«Да вот хотя бы я сам, — выговорил он еле слышным шепотом, — сколько мне сейчас лет? Посмотреть в документы, так вроде и немного, там год за год канает — положено по бумаге тридцать пять, их и есть тридцать пять. А на деле — кто правильно сочтет? Ведь вот за последний свой год я прожил никак не меньше, чем еще одну жизнь. И какую жизнь! Предыдущая с ней и в сравнение не идет. В какой же срок оценить такой вот один год — неужели только в календарный? Ведь если взять, что я здесь перечувствовал, передумал и пережил, так в этот год с лихвой уложилась бы вся моя прошлая жизнь. Шутка сказать — целых две недели! А ведь умри я сейчас, и наверняка кто-нибудь скажет: чего там всего тридцать пять лет; и не жил еще толком, а загнулся».
Углов нахмурился.
«В чем же все-таки тут дело? А может, и Самвел прожил не меньше меня? Как знать? Может, в его коротенькое сорокалетие уложилась не одна, видимая всем и каждому, явная жизнь, а две, три невидимых, тайных, дьявольски долгих жизни?»

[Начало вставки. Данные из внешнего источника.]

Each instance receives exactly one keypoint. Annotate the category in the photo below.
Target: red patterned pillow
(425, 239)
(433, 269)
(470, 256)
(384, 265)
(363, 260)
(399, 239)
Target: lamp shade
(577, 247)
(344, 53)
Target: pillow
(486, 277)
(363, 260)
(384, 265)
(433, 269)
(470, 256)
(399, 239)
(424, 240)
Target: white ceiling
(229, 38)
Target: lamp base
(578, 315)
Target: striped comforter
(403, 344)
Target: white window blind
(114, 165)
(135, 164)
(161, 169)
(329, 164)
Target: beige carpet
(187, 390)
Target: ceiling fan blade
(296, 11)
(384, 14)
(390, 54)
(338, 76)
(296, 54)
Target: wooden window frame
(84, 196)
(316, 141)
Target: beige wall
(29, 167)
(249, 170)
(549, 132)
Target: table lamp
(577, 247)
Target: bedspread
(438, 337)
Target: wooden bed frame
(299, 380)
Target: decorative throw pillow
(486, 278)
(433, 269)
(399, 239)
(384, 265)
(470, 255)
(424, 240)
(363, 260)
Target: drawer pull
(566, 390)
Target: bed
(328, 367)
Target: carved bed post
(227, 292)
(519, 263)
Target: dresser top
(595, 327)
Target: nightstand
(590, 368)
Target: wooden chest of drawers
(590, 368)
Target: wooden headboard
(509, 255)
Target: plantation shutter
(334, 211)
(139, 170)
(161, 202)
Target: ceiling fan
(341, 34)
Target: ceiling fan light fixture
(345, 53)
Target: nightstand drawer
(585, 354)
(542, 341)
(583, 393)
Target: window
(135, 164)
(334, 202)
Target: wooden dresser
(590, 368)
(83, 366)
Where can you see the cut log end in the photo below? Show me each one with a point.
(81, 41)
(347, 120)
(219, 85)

И Семен подумал, что если все-таки можно в короткий отрезок лет вместить и две, и три человеческих жизни, что если время длинится и растягивается, как резина, то оно наверняка может и сжиматься; и легко может статься, что, отмотав в этой жизни много десятилетий, можно при этом ухитриться не прожить и одной нормальной человеческой жизни. У Семена захватило дух. Мысль, если примерить ее на себя, была крайне неприятна, а он совершенно невольно именно это тут же и сделал, и как только он примерил к своему прошлому эту странную, неведомо откуда взявшуюся мысль, как ему сразу стало чертовски неуютно. И хотя Углов горячился и убеждал себя, что последний его год стоит целой жизни, но куда было деть ясное до ужаса ощущение полной никчемности и бессмысленности его прежнего существования? И куда было убежать от жуткого понимания того факта, что из трех с половиной десятилетий его жизни жизнью человеческой можно было с некоторой натяжкой назвать только этот последний коротенький отрезок?! Семен взвыл бы сейчас, как затравленный волк, если б умел выть, но он был, к несчастью, человеком, и только слабый мучительный стон вырвался наружу сквозь его мертво стиснутые зубы.

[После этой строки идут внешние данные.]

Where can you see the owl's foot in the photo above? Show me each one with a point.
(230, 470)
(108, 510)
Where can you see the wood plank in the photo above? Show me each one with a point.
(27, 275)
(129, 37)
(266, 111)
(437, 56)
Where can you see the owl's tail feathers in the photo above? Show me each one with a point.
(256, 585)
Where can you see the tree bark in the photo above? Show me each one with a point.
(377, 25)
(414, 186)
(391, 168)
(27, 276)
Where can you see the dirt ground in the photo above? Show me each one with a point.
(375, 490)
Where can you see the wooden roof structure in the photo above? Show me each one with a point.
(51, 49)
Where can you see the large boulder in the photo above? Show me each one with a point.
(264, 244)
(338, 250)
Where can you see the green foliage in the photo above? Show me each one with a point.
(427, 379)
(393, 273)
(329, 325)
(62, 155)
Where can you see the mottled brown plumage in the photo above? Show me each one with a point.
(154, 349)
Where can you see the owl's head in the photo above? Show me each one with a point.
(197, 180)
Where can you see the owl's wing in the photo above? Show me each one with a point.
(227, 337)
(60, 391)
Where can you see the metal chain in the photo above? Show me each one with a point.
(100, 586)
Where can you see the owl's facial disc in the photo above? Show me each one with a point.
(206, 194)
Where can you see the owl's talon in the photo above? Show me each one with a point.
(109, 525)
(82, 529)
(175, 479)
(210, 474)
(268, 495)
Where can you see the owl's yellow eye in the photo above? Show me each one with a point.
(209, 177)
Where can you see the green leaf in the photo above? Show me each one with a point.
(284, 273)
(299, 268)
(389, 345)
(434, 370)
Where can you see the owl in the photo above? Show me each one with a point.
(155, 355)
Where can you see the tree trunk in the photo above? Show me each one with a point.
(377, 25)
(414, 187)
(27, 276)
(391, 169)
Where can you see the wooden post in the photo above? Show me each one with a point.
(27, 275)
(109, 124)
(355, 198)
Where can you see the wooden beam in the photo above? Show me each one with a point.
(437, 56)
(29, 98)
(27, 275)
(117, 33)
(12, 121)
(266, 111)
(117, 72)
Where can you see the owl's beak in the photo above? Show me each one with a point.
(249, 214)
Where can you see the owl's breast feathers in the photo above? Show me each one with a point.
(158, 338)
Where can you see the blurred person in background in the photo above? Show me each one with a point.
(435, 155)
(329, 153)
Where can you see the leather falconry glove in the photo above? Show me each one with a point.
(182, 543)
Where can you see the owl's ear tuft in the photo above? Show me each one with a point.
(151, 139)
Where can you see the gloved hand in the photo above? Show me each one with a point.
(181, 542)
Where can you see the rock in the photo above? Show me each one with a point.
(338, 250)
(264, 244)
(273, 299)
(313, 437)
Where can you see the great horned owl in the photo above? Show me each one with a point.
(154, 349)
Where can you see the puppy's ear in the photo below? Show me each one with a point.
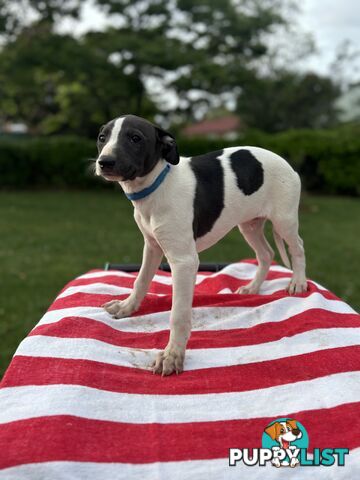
(168, 147)
(272, 430)
(292, 423)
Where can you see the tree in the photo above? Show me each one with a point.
(289, 100)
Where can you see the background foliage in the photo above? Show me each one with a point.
(327, 160)
(175, 59)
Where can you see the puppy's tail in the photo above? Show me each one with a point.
(282, 250)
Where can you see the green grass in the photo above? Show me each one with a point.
(48, 238)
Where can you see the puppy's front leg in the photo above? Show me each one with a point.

Страшным усилием воли Углов вернул свои мысли к Самвелу. Вот жил тот, работал, гулял, пил водку, лечился от нее, лечился не раз, и не два, и вот теперь ушел он туда, откуда еще никто не возвращался. Что же осталось от него на трудной земле, по которой Самвел бродил несколько десятилетий? Немыслимо было поверить, что не осталось и малейшего следа. Сегодня он умер, и о нем еще говорят люди, поневоле скученные затейливой судьбой в маленькое, огороженное от огромного мира пространство. Но быстро, чудовищно быстро пройдет и один день, и другой, и третий… И след Самвелов истает, и кто тогда вспомнит о нем, и кто скажет в неслыханную, чернильную пустоту, что вот жил на свете добрый человек, плотник Самвел-армянин, и что с уходом его ушло и что-то важное в мире!

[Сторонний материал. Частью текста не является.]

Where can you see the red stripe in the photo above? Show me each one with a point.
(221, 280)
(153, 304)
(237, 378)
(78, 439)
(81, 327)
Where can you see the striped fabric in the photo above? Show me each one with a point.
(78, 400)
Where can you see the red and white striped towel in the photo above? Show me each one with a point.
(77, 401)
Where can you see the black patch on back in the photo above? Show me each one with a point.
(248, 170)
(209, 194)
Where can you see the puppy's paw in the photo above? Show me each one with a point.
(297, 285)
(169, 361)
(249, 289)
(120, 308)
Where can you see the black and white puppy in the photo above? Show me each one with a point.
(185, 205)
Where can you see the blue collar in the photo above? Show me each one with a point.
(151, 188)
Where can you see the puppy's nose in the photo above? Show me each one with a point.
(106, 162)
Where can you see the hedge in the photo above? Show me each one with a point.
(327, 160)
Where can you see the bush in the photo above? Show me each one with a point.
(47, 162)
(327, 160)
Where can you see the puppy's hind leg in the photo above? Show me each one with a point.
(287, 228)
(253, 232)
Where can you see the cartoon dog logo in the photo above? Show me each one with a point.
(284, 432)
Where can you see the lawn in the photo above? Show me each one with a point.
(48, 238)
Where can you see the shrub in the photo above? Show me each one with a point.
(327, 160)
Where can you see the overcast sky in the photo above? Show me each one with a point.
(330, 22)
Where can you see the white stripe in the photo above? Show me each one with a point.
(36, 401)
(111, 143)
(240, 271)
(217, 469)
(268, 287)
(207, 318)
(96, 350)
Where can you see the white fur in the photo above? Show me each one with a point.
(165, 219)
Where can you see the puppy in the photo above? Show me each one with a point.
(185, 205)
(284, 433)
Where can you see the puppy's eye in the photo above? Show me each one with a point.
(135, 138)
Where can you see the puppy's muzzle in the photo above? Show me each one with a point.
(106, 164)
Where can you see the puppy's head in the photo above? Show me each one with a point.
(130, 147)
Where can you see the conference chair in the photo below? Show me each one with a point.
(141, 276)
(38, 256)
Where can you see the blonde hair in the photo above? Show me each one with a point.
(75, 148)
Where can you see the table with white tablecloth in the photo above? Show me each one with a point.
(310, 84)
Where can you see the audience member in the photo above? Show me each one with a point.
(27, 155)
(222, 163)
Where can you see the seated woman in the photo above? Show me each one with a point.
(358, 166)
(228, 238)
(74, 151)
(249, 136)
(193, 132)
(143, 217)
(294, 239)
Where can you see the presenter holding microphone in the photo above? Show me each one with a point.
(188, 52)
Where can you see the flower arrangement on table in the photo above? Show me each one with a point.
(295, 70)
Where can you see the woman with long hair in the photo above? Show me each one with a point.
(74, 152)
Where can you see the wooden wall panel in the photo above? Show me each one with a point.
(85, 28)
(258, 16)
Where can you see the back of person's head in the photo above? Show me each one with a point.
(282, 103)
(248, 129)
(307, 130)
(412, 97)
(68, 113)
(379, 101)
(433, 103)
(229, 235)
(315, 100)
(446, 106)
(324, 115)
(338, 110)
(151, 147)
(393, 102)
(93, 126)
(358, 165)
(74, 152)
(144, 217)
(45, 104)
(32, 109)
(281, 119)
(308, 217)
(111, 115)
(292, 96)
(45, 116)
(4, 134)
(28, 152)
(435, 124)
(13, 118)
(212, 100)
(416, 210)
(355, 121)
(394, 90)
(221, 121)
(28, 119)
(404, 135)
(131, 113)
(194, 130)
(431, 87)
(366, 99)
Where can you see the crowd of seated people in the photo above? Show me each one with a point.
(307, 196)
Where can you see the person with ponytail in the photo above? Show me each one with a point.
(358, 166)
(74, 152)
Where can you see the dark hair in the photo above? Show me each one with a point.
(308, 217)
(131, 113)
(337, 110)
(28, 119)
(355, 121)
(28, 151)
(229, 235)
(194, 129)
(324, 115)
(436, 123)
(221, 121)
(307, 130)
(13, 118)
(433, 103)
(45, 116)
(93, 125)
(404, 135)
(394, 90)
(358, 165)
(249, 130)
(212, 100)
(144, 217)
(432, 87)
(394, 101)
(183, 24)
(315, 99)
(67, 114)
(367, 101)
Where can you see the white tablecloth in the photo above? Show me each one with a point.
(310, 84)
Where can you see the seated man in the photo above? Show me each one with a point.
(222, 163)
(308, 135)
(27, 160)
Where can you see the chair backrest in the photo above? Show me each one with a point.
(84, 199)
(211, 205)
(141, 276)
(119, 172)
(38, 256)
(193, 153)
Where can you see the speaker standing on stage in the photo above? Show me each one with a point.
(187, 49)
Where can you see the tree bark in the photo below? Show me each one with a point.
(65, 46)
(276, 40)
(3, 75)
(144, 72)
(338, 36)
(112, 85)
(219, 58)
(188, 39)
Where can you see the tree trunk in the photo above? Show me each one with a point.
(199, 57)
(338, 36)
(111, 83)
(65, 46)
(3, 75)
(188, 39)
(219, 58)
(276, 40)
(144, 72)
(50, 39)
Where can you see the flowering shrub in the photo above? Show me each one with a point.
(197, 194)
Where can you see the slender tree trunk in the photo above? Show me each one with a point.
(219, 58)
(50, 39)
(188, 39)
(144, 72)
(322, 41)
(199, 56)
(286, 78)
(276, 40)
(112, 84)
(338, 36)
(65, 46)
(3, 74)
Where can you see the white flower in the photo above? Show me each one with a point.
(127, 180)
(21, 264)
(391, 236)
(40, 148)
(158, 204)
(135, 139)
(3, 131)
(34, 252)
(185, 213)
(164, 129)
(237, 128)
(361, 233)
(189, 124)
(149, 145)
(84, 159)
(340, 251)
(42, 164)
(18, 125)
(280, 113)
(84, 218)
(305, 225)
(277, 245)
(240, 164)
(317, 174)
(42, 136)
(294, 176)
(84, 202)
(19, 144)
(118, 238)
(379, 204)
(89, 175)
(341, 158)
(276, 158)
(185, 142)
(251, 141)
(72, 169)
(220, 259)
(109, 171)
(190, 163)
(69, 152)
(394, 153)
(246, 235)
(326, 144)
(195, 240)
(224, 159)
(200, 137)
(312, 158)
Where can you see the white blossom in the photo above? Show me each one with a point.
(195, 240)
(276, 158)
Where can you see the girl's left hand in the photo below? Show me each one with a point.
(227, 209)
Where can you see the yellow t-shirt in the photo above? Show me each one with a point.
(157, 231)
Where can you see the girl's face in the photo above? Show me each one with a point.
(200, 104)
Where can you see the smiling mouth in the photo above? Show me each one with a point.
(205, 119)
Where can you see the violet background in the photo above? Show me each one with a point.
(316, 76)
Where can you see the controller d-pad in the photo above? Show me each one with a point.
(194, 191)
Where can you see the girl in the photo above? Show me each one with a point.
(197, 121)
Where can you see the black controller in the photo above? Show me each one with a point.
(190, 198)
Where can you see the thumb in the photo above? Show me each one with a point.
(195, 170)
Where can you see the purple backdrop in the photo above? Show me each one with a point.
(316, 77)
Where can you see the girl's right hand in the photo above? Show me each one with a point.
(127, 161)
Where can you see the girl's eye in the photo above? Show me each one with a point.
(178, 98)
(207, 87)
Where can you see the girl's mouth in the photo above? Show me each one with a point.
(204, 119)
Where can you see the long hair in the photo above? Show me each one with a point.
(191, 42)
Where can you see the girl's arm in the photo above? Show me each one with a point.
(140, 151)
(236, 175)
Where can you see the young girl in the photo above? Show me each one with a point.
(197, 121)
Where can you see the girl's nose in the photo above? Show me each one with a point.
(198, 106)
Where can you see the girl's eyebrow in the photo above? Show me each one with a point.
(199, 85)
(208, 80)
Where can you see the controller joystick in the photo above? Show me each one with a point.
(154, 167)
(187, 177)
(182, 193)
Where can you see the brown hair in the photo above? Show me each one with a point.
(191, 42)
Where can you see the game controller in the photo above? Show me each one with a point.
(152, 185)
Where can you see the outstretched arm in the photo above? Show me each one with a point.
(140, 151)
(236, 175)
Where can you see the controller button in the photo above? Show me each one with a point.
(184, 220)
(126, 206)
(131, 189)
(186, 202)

«Так что же? — с непонятным ожесточением подумал Углов. — Выходит, что мир, человечество ничего не потеряли оттого, что исчез сегодня плотник Самвел? Тогда зачем он понадобился этой самой жизни? Зачем приходил в мир, зачем так трудно жил и больно шел между людьми, раз тем же людям все равно, есть он на свете или нет?»
И тут ему вдруг слабо подумалось, что, может быть, в них самих (в нем, в Самвеле, в братанах) есть что-то такое, что не дает им стать нужными этой горькой и манящей жизни. Семен смутно ощутил, что нащупал сейчас нечто очень важное для себя, но никак не мог уловить, что именно. Словно хорошо известное ему раньше, но нечаянно забытое слово усилием воспоминания сверлило его разгоряченный мозг. «Подожди, подожди, — говорил он кому-то, — я вспомню, я сейчас вспомню, я пойму…» Но темное ощущение неведомого прозрения, приблизившееся было к нему, все отдалялось и отдалялось, пока он с тяжелым разочарованием не понял, что загадка жизни осталась все так же недоступной его пониманию.
Семен встал и угрюмо побрел в темный барак.
11.
Через месяц после памятного разговора с Костенко произошел случай, ставший поворотным в дальнейшей Семеновой судьбе. В этот вечер он задержался в прорабской дольше обычного. Конец месяца — наряды.
На столе перед Угловым раскинулась груда бумаг. Перо в его руке едва ли не дымилось от напряжения. Лоб прорезали глубокие морщины. На воле-то распределять деньги между рабочими было не мед с молоком; о зоне и говорить нечего — семи пядей во лбу не всегда хватало.